Ron Burgundy is as crass as a homophobic bar room racist. You love him because you hate him, although hate is too strong a word perhaps for a man with a foot in his mouth – permanently.
He makes Alan Partridge sound like an intellectual.
Anchorman: The Legend Of Ron Burgundy is actor Will Ferrell and director Adam McKay’s creation, originating in 2004 to mixed reviews on the lines of how low can comedy stoop before it qualifies as certifiably stupid.
Since then it has resurrected as cult viewing amongst the young and helped Steve Carell and Paul Rudd to gain the dizzying heights of boredom.

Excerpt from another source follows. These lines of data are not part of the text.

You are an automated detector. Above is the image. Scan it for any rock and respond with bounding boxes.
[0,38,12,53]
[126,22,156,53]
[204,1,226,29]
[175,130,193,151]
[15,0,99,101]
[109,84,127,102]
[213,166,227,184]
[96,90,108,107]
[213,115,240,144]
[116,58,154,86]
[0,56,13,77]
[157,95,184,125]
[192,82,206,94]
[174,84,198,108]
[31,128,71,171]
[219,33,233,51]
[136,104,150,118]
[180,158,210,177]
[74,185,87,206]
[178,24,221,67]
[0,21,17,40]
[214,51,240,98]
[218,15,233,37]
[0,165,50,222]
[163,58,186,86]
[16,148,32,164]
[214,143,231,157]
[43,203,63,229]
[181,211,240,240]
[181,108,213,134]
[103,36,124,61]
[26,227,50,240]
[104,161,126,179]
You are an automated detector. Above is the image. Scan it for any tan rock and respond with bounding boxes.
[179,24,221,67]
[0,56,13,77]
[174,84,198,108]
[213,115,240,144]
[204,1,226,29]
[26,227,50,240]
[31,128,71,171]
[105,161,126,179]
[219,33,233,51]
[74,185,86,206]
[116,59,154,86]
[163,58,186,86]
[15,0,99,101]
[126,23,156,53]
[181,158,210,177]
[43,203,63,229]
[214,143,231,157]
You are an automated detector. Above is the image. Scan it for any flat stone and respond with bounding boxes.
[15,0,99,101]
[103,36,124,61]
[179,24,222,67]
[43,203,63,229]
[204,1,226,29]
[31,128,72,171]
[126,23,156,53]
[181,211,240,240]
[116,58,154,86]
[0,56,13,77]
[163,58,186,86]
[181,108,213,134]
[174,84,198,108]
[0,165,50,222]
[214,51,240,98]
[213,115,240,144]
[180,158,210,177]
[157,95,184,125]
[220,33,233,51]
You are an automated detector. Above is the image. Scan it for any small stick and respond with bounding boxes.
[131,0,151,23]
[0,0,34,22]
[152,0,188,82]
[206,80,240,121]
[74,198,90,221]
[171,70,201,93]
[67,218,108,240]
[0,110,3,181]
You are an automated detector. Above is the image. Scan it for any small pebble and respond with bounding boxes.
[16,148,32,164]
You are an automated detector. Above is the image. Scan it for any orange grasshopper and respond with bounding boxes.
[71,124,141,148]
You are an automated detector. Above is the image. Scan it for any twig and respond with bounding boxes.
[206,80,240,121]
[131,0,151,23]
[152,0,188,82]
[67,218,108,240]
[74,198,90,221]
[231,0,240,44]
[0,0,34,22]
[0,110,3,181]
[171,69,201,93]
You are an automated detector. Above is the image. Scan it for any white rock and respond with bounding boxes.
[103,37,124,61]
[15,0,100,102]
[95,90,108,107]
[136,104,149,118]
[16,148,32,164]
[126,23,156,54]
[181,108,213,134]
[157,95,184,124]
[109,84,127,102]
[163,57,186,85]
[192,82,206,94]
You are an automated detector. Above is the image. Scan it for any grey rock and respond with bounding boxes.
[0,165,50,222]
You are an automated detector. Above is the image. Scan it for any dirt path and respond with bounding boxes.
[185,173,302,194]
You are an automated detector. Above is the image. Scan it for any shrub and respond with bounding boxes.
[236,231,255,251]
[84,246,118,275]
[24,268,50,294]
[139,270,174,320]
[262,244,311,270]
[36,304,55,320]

Burgundy is a TV newscaster from San Diego whose bloated opinion of his own importance is a dangerous cocktail for those with their brains still hinged.
The Legend Continues brings Ron and his team, which includes a mentally defective weatherman (Carell), the Don Juan of investigative journalism (Rudd) and a hot headed, rednecked sports jock (David Koechner), to the Big Apple where they are hired to cover the graveyard shift on a new TV channel.
Ferrell and McKay succeed in breaking every rule of scriptwriting and surprising the audience with their twists and lifts. When jokes fail and subplots subside weaker and sillier ones are on hand as replacements.
Burgundy’s ability to survive cockups on an industrial scale is impressive. His attitude towards women has not changed and the general feeling that political correctness should be kicked into the long grass remains central to his humour.
The film is mad, which means unpredictable and difficult to trust. Burgundy represents an element of tabloid television that appears to be growing. It’s not the sleaze that sticks; it’s the insensitivity.